Kicking off the opening of a large Indian plastics trade show, a Chinese government trade official called for the Indian government to remove its heavy tariffs on Chinese injection molding machines.
While the comments did not constitute a new position for China, raising them at the Jan. 20 opening ceremony of Plastivision 2011, India's second-largest plastics show, seemed to suggest the importance of the issue for China, and the importance of India's rapidly expanding market for Chinese firms.
India's government in 2009 imposed anti-dumping penalties of up to 223 percent on Chinese-made injection molding machines, saying that they were flooding the market, hurting the profitability and market share of local manufacturers.
The steep Indian tariff has in fact made it prohibitive for many Chinese companies to sell their presses there, but it also hurts India's own plastics molding firms and consumers because there is not enough machinery production in India to meet local demand, said Niu Qingbao, China's consul-general in Mumbai.
I sincerely hope and believe that the obstacles will be removed, Niu told a gathering of industry dignitaries at the Plastivision opening ceremony. I think many people would agree with me that any tariffs put on Chinese plastics machinery will hurt not only Chinese manufacturers of these machines but also corporate customers [who buy the machines] and consumers of plastic products.
China accounts for about 25 percent of the world's plastics machinery production, and exports about half of its production, Niu said.
[Chinese machines] may not be the most advanced in technology but they are very cost-effective, Niu said.
None of the Indian speakers at the ceremony addressed Niu's comments directly, and a spokesman for the trade show organizer, the All India Plastics Manufacturers' Association, said afterward it is hard for the Indian group to respond because its members are divided on the issue.
In general, machinery makers are in favor of the duties, but some processors want them removed, said Jayesh Rambhia, spokesman for Mumbai-based AIPMA.
In comments at the show, held Jan. 20-24 in Mumbai, some Indian machinery officials said they think Chinese firms have an unfair advantage in world markets because the Chinese government has undervalued its currency.
And some Indian companies in other industry segments complained that Chinese firms can sell their finished products in India for the cost of what Indians pay for resin.
The issue is a sensitive one, with most Indian industry officials in the tight-knit plastics community saying they did not want to discuss it publicly.
One Indian trade association official, however, said he thinks the Indian government's decision in effect raised prices for domestic molding companies, hurting their competitiveness.
While the two sides sparred over the anti-dumping duties, trade between the two largest rising economies in the developing world is expanding rapidly, and both Niu and Indian officials at the ceremony stressed the potential for the two industries to work together.

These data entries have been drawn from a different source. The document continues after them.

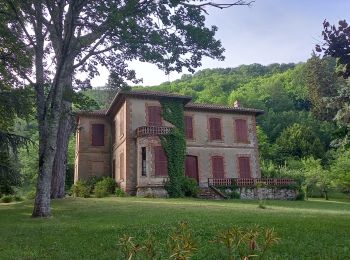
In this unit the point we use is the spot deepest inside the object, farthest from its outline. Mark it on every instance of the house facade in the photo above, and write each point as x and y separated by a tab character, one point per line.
123	142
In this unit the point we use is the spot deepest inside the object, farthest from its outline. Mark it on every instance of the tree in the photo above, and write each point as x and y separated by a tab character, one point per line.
66	37
299	141
337	44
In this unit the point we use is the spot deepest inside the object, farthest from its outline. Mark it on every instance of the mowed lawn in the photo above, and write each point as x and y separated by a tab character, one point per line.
90	228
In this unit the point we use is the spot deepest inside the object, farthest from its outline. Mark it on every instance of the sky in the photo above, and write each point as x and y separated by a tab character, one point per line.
270	31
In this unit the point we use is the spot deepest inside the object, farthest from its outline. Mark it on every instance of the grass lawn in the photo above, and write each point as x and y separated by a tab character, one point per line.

Bilateral trade between the two countries is expected to hit $100 billion by 2015, not just in plastics but overall, roughly four times what it was in 2006.
India's market could become the third-largest in the world for plastics next year, after the U.S. and China, according to figures from Plastivision organizers.
Niu, in his comments, encouraged Chinese firms to set up manufacturing in India, in addition to exporting products.
India's per capita consumption of plastic is expected to double in the next five years, from 8 kilograms to about 16 kilograms, Plastivision organizers said.
India's plastics industry grew about 20 percent last year, show officials said, and the Plastivision show itself saw the number of exhibitors grow almost 60 percent, to 975 companies, compared with the last time the show was held, in 2007. Organizers expected about 75,000 people to attend the five-day show.
The show included pavilions of firms from China, Taiwan, South Korea and the United Kingdom.